We used Figma Variants to keep a live copy of every possible carousel type.


For designers and developers, having all our components worked out and clearly presented, allows us to work faster and more consistently, with any problems being immediately highlighted.

How does it look in Figma?

Without a great Figma setup reflecting the design system, design and communication with developers breaks down.

The challege

Our challenge was to keep every UI component connected to the core of the design system while allowing for colour, fonts, text and layouts to be customised to each of our 30+ clients.

Our set up

Using libraries and strong naming conventions we can keep styles and UI components separate yet interconnected.

We use libraries to keep styles and UI components separate from the final UI.

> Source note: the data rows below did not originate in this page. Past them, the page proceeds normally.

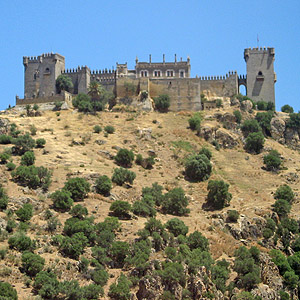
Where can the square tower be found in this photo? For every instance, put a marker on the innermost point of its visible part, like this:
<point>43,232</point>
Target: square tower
<point>261,77</point>
<point>41,73</point>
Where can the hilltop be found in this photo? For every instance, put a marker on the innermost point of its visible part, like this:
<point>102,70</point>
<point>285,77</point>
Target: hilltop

This allows as to change any style in the final UI in a way that is predictable and that doesn't affect the core components.

If anything changes on a core component, we can easily update the final UI with the click of a button.

Impact of our Figma setup

Using libraries and plugins on Figma we can ingest a client's styles into our system in about 15 minutes and rebrand any app with their styles in under 30 seconds.

This is 800% faster than before and lead to time savings of ~30 hours each week.

Our massive time savings allowed us to push forward the design system while meeting all other responsibilities.

Here is what the process looks like:

This is what switching clients looks like, in real time.

A map of our Figma libraries:

Documentation — The cornerstone that holds it together.

We can’t stress enough how important documentation is for a design system. It's the reference, the single source of truth, and where conversations about evolving the system begin.

These are the main topics of our documentation, it goes far broader that just UI.

Documenting styles & their use

Making styles and best practices easily accessible to the whole team promotes their correct use.

We used Zeroheight and Loom for design documentation while developers used Storybook.

Documenting reasoning

We found documenting what and the why behind the system was extremely useful for other members of the team to understand why things are like they are.

It also makes it easier to find holes in the reasoning and evolve the design system.

Documenting workflows

Developers created their own, extensive documentation around their workflows.

Designers created new workflows on everything from creating components and styles to including a new client into our design system.

Documenting these workflows is essential in maintaining our design system and we document them in the same tool. We outline the workflow on Zeroheight and use Loom to walk through the steps.